Al-Tro Island Park
- Interactive map of Al-Tro Island Park
- Location: Menands, New York, United States
- Coordinates: 42°40′46″N 73°43′38″W﻿ / ﻿42.679501°N 73.727274°W
- Status: Defunct
- Opened: Late 19th century
- Closed: Early 1920s
- General manager: Manager Rosen

= Al-Tro Island Park =

Amusement park in New York, United States

Al-Tro Island Park was an amusement park built in the late 19th century in the village of Menands near the border with Albany, New York; formerly the park was known as Pleasure Island.

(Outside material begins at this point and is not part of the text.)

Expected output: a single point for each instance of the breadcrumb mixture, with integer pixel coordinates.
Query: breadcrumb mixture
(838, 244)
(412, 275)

The island has since been covered with fill and used for Interstate 787.

== History ==
In the 1880s, thousands of visitors jammed Pleasure Island, also known as "Dreamland." In truth, it was not an actual island, but was separated from the mainland by the Erie Canal.

By Memorial Day, 1907, Pleasure Island was built up and re-opened as Al-Tro Island Park, named for the two cities it was located between, Albany and Troy. It featured 40-piece orchestra in a dance hall, a roller-skating rink, a roller coaster, a theater with 4,000 seats, its own miniature railroad, a pony track and more than a hundred other attractions. The park even had its own police force consisting of 15 uniformed officers to maintain safety and order. A boardwalk extended the entire length of the island.

By the early 1920s, Al-Tro Island Park began to fall out of favor due to changing tastes in leisure. No one knows exactly when it closed or what happened to it. Most agree that the park "vanished without a trace." The Mid-City Amusement Park was constructed as a replacement nearby on Broadway, also in Menands, but it too has since been destroyed.